One of the strengths of this study, was the broad scope of commuting modalities studied. Noise exposure while driving with speeds up to 100 km/h had a Leq of 67.6 +/− 4.0 dBA with peak noise ranging from 109.6–122.2 dBA. Although no prior studies have reported measurements of in-vehicle noise while driving a closed automobile, a study comparing the difference in noise exposure of a top-open and top-closed convertible automobile also depicted the potential for excessive noise above a certain speed . Interestingly, when personal commuting was measured, biking exposed riders to a louder mean Leq noise level than walking or driving (81.8 +/− 3.4 dBA vs. 73.9 +/− 5.4 dBA, vs. 67.6 +/− 4.0 dBA). This also held true for mean peak noise exposures (Table 3).

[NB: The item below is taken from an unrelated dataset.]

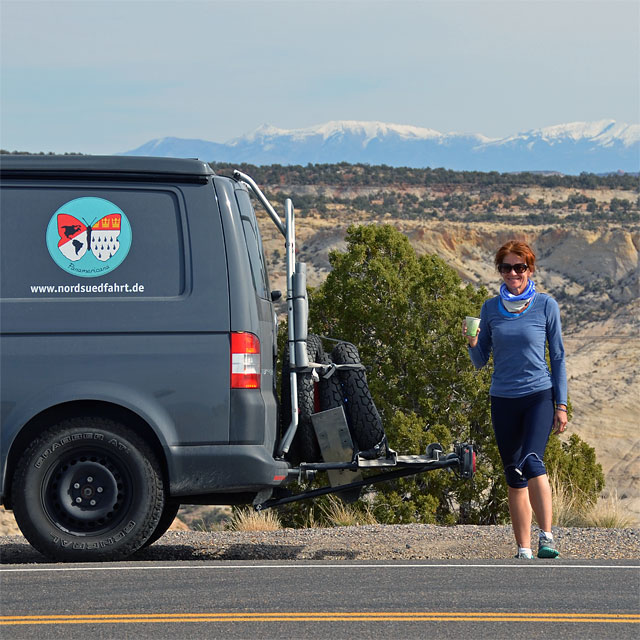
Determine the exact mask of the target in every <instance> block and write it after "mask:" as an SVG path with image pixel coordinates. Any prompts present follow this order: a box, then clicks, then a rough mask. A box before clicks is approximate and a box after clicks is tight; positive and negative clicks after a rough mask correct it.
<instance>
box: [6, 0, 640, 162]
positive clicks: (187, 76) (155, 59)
mask: <svg viewBox="0 0 640 640" xmlns="http://www.w3.org/2000/svg"><path fill="white" fill-rule="evenodd" d="M0 31H1V32H0V36H1V50H0V65H1V70H2V80H1V84H0V107H1V109H0V146H1V147H2V148H4V149H9V150H23V151H45V152H47V151H54V152H65V151H79V152H82V153H116V152H120V151H127V150H129V149H133V148H135V147H138V146H139V145H141V144H143V143H144V142H147V141H148V140H151V139H153V138H161V137H165V136H177V137H182V138H202V139H205V140H211V141H216V142H226V141H228V140H230V139H232V138H234V137H236V136H240V135H243V134H245V133H249V132H251V131H253V130H254V129H256V128H257V127H258V126H260V125H262V124H265V123H268V124H272V125H274V126H277V127H281V128H298V127H306V126H311V125H315V124H320V123H323V122H327V121H329V120H378V121H382V122H390V123H397V124H412V125H416V126H423V127H429V128H433V129H437V130H438V131H441V132H451V131H458V132H467V133H482V134H484V135H487V136H492V137H494V136H495V137H499V136H506V135H510V134H513V133H516V132H518V131H524V130H528V129H533V128H538V127H544V126H549V125H553V124H560V123H565V122H574V121H589V120H600V119H605V118H613V119H615V120H618V121H619V122H627V123H638V122H639V121H640V3H638V2H637V1H635V0H634V1H631V2H622V1H616V0H598V1H596V0H593V1H587V2H585V1H581V0H563V1H560V2H554V1H546V0H528V1H524V0H504V1H499V2H488V1H484V0H467V1H462V0H461V1H457V0H447V1H446V2H437V1H431V0H413V1H406V0H392V1H387V0H380V1H374V0H339V1H338V2H333V1H332V0H322V1H320V0H292V1H285V0H282V1H280V0H262V1H250V0H234V1H226V0H181V1H177V0H144V1H141V0H109V1H102V0H65V1H61V0H48V1H45V2H40V1H36V0H0Z"/></svg>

Although the sample size of this was low, and focused around the downtown core, a study mapping out the noise exposure of over 85 bicycling trips in Montreal supported our finding of the potential for significant noise exposure during morning peak traffic hours as well . In general, cyclist have shorter commute times than those using public transit or personal vehicles (Table 4), however, their exposure to louder peak noise also suggest they may benefit from hearing protection. Complicating this decision lies in the fact that hearing is essential for cycling road safety. Other strategies such as developing dedicated bike lanes in low-traffic areas should thus be considered.
Our findings add to the body of literature demonstrating potential sources of noise exposure while commuting. Criticism of these studies have revolved around the cross-sectional design which preclude causality. One study that has attempted to address this gap administered an extensive self-administered questionnaire to over 756 study participants in New York City, finding that at least approximately 32% of participants frequently experienced symptoms suggestive of a temporary threshold shift after using the mass transit system . They also found that two-thirds of their participants reported the use of MP3 players or stereos with an average use of 3.1 h, and that only 14% of participants wore hearing protection at least some of the time while using the mass transit system. When these factors, as well as others were added to their logistic regression model, the only significant predictor for a temporary threshold shift after riding was heavy transit use (OR = 2.9), and female gender (OR = 2.7). Overall, more studies characterizing the impact of concurrent use of MP3 players and lengthy transit times, as well as definitive audiometric evaluation of transit users would continue to clarify the relationship between transit noise exposure and hearing health.
Aside from the cross-sectional design, other limitations of our study include the lack of modeling of other potential factors that may contribute to noise exposure for personal transportation modalities, as well as buses, and streetcar. Although we chose the busiest routes for streetcar and bus modalities of transportation, the relative sample size may be relatively low and may not represent the entire sprawling Toronto transit system. Despite these limitations, these findings still illustrate that the potential noise exposure for Toronto commuters add to the risk for the development of NIHL, not to mention the other adverse health effects from excessive noise.